Familial Transthyretin Amyloidosis (TTR) Sequencing

Interpretive Data: Background Information for Familial Transthyretin Amyloidosis (TTR) Sequencing:
Characteristics: Familial Transthyretin Amyloidosis  is caused by pathogenic variants of the TTR gene resulting in abnormal amyloid accumulation in various tissues and is generally categorized into three phenotypes:  1) familial amyloid polyneuropathy, a slowly progressive sensorimotor and autonomic neuropathy; 2) familial amyloid cardiomyopathy, a restrictive cardiomyopathy with cardiomegaly, conduction block, angina, congestive heart failure and aortic dissection/dilatation; and 3) leptomeningeal amyloidosis, primarily affecting the CNS, causing dementia, visual impairment, seizures, ataxia, psychosis, hemorrhage, and hydrocephalus. TTR variants can also be associated with benign familial euthyroid hyperthyroxinemia.
Incidence: 1 in 568 individuals from Northern Portugal; 1 in 100,000 individuals of Northern European ancestry.
Inheritance: Autosomal dominant.
Penetrance: Incomplete.
Cause: Pathogenic TTR gene variants.
Clinical Sensitivity: 99 percent for Familial TTR Amyloidosis.
Methodology: Bidirectional sequencing of all coding regions and intron-exon boundaries of the TTR gene.
Analytical Sensitivity and Specificity: 99 percent.
Limitations: Diagnostic errors can occur due to rare sequence variations. Regulatory region variants, deep intronic variants and large deletions/duplications in TTR will not be detected.

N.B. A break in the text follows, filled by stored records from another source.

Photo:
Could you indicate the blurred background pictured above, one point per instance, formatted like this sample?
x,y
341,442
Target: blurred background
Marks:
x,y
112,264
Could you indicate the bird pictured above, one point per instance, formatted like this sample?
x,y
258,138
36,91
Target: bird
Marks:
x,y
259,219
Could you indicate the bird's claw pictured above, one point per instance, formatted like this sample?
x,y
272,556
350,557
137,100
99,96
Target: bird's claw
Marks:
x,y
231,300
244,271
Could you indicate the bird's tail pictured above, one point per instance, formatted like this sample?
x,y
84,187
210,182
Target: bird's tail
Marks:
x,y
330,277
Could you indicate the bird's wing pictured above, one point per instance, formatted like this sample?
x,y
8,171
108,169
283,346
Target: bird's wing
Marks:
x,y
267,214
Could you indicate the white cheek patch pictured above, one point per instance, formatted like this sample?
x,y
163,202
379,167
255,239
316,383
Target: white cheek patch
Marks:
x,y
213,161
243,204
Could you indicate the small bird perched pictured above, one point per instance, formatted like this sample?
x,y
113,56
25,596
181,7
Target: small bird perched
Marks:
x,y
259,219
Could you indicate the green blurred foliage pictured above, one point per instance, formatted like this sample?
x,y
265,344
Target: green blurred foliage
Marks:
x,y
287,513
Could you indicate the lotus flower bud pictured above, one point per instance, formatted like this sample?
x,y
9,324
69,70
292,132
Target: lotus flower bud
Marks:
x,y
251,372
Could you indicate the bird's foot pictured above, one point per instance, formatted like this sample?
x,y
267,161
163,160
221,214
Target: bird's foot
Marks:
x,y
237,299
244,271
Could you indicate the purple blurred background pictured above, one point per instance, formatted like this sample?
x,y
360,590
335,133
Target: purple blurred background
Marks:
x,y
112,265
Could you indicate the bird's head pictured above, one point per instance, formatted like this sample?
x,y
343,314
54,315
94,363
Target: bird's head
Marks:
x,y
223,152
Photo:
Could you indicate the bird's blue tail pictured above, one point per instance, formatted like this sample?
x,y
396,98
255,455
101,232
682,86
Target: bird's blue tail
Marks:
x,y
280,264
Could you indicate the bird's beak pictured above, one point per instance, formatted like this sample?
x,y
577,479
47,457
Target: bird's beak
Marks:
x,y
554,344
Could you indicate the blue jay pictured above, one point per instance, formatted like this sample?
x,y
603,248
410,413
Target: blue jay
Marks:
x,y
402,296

This test was developed and its performance characteristics determined by ARUP Laboratories. It has not been cleared or approved by the US Food and Drug Administration. This test was performed in a CLIA certified laboratory and is intended for clinical purposes.

Counseling and informed consent are recommended for genetic testing. Consent forms are available online.